The ‘gone by lunchtime’ response to legal aid that the Key government has chosen to adopt in the wake of Margaret Bazley report needs to be stopped – and not only because Bazley has been willing to make sweeping condemnations of the lawyers involved, while being so short on actual evidence. The report is desperately thin on providing the data to back up its claims – much less on exploring how and why the situations it takes on faith, may have come to pass.
The report names no names. Its reliance on hearsay hasn’t stopped Bazley from accusing some 80% of the lawyers operating out of the Manakau District Court of engaging in unprofessional to fraudulent behaviour, and some 200 lawyers in all nationwide. These conclusions are based on a barrage of gossip and second or third hand accounts from police, clerks, defendants and other lawyers that she seems to have accepted on a “where there’s smoke, there’s fire” basis.

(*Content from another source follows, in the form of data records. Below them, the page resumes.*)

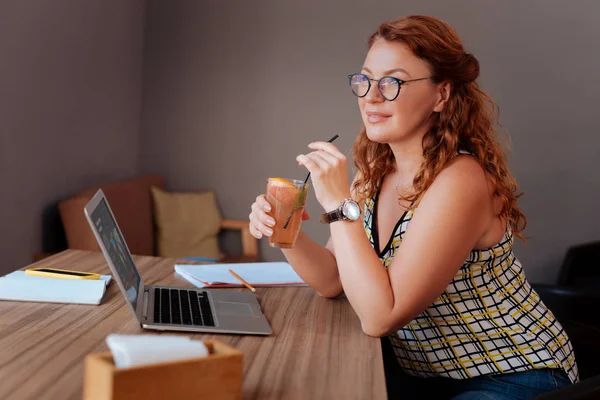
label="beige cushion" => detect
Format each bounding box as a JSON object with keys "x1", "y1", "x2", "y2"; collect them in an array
[{"x1": 151, "y1": 186, "x2": 222, "y2": 259}]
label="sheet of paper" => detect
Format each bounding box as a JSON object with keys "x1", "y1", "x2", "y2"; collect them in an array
[{"x1": 175, "y1": 262, "x2": 306, "y2": 287}]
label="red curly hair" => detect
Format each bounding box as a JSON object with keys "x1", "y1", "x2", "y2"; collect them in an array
[{"x1": 352, "y1": 15, "x2": 527, "y2": 239}]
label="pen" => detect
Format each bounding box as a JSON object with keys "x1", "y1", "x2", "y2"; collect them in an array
[{"x1": 228, "y1": 269, "x2": 256, "y2": 292}]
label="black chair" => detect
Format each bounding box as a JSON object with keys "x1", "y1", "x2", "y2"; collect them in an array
[
  {"x1": 531, "y1": 241, "x2": 600, "y2": 399},
  {"x1": 556, "y1": 241, "x2": 600, "y2": 287}
]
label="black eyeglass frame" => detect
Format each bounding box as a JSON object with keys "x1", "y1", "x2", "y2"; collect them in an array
[{"x1": 348, "y1": 73, "x2": 433, "y2": 101}]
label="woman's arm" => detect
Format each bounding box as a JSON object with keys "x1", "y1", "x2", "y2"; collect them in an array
[
  {"x1": 298, "y1": 142, "x2": 492, "y2": 337},
  {"x1": 249, "y1": 195, "x2": 343, "y2": 298},
  {"x1": 281, "y1": 170, "x2": 366, "y2": 298},
  {"x1": 281, "y1": 234, "x2": 343, "y2": 298}
]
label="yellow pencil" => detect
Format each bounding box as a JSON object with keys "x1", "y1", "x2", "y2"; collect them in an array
[{"x1": 228, "y1": 269, "x2": 256, "y2": 292}]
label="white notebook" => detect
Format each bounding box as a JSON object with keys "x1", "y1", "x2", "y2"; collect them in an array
[
  {"x1": 175, "y1": 262, "x2": 307, "y2": 288},
  {"x1": 0, "y1": 271, "x2": 112, "y2": 305}
]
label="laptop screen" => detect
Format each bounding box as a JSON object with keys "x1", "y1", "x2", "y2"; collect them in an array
[{"x1": 91, "y1": 198, "x2": 142, "y2": 310}]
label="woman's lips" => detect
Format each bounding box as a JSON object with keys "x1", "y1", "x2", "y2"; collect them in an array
[{"x1": 366, "y1": 112, "x2": 391, "y2": 124}]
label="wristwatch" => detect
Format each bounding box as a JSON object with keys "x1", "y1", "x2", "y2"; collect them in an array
[{"x1": 320, "y1": 198, "x2": 361, "y2": 224}]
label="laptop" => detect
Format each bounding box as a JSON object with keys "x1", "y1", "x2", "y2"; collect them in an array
[{"x1": 83, "y1": 189, "x2": 272, "y2": 335}]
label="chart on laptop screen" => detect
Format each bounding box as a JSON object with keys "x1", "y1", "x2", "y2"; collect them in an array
[{"x1": 91, "y1": 198, "x2": 141, "y2": 309}]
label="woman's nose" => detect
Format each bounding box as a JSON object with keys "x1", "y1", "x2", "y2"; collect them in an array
[{"x1": 364, "y1": 81, "x2": 384, "y2": 103}]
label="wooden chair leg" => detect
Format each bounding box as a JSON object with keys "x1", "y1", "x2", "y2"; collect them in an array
[{"x1": 219, "y1": 219, "x2": 259, "y2": 263}]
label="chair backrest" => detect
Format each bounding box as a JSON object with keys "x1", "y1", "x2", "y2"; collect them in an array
[
  {"x1": 58, "y1": 175, "x2": 165, "y2": 256},
  {"x1": 557, "y1": 241, "x2": 600, "y2": 286}
]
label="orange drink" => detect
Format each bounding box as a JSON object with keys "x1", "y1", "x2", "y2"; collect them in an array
[{"x1": 266, "y1": 178, "x2": 308, "y2": 248}]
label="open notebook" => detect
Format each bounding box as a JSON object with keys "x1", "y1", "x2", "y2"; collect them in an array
[
  {"x1": 0, "y1": 271, "x2": 112, "y2": 305},
  {"x1": 174, "y1": 262, "x2": 307, "y2": 288}
]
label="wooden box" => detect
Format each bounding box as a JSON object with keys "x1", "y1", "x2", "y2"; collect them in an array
[{"x1": 83, "y1": 340, "x2": 243, "y2": 400}]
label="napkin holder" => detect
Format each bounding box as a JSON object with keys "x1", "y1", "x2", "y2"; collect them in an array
[{"x1": 83, "y1": 340, "x2": 243, "y2": 400}]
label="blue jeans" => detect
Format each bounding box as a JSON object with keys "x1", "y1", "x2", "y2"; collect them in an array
[{"x1": 447, "y1": 368, "x2": 572, "y2": 400}]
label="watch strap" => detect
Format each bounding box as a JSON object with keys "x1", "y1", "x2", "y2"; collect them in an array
[{"x1": 319, "y1": 207, "x2": 343, "y2": 224}]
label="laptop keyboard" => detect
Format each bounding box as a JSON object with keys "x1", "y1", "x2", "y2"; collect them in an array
[{"x1": 153, "y1": 288, "x2": 215, "y2": 327}]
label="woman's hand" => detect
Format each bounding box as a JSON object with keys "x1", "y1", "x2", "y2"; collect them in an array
[
  {"x1": 296, "y1": 141, "x2": 351, "y2": 212},
  {"x1": 249, "y1": 195, "x2": 309, "y2": 239}
]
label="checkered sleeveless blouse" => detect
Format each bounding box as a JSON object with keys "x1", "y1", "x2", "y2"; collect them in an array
[{"x1": 364, "y1": 191, "x2": 578, "y2": 383}]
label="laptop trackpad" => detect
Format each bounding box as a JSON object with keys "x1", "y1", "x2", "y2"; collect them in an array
[{"x1": 217, "y1": 301, "x2": 255, "y2": 317}]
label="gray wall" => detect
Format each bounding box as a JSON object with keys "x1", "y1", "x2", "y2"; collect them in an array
[
  {"x1": 0, "y1": 0, "x2": 146, "y2": 275},
  {"x1": 139, "y1": 0, "x2": 599, "y2": 283}
]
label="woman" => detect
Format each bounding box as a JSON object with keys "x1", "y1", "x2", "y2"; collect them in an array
[{"x1": 249, "y1": 15, "x2": 577, "y2": 399}]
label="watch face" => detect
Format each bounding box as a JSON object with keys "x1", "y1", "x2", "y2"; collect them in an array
[{"x1": 342, "y1": 200, "x2": 361, "y2": 220}]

The result of this kangaroo court is not only to cast a slur on those people who – whatever the failings of some may be – are trying to make an ill-funded situation work adequately. The structural solution being rushed into place this morning by Justice Minister Simon Power seems aimed at ending the independence of the Legal Aid Services agency and folding it back into the Ministry of Justice.
Lets see how that overt politicisation of legal aid funding might have worked out in the recent past. Take a case with major political ramifications, like the Ahmed Zaoui case. The Justice Ministry funds the Crown Law Office that was managing the case against Zaoui, and – if Power has its way – the same department would in future be running Legal Aid Services as well. With voices in Parliament and on talkback radio howling about the expense of such cases, what better way to have cut Zaoui’s defence off at the knees than to have declined legal aid to his defence team – even though his lawyers were conducting Zaoui’s defence for years at bargain basement rates compared to the compensation levels being charged by the rest of the profession, including the Crown Law Office team. If Bazley is really worried about corruption of the system, here’s a prime source of risk: the overt politicization of legal aid that Power is about to enact.
What Bazley’s report is validating is the evisceration of independent legal aid for people that the government seeks to prosecute. Sure, the Bazley report also contains weasel passages about the need for defendants to have experienced and skilled counsel available in court to ensure a properly briefed and mounted defence – but this would mean a massive infusion of funds to hire such people for legal aid work, and extra funding for legal aid to that level is not on the agenda.
Currently, if legal aid looks like it is being run on a shoestring at times, that’s because it is being run on a shoestring. There’s a reason why for instance, some lawyers are running the defence of accused persons who they have met for the first time on the very morning of the trial : because in some cases, that’s all that the funding arrangements make possible. Paying peanuts produces monkey-like behaviour among some – and quite heroic attempts by others to make the system work, despite the indifference of government to funding anything more than the barest minimum forms of due process.
That’s true within the health system, in education and in the justice system. It is especially true of Manakau Direct Court. Is there any criticism emerging from the Maori Party about the Bazley report’s likely impact on Maori defendants coming before the court in Manakau? No, didn’t think so.
The fact is, the independence of Legal Aid Services exists for a reason – because the government shouldn’t hold the financial reins on the defence team of the people it is prosecuting. The answer is adequate funding, at a distance from political manipulation. f this sort of thing was happening in the business sector the Commerce Commission would be launching a prosecution – because of the clear danger of monopoly justice fixing. What we needed was a truly professional report on legal aid that was willing and able to explore ways to improve the system. All we have got instead is a litany of blame aimed at those near at the bottom of the cliff – some of whom may be rorting the system, but all of whom are working within a makeshift attempt at providing the basics of due process.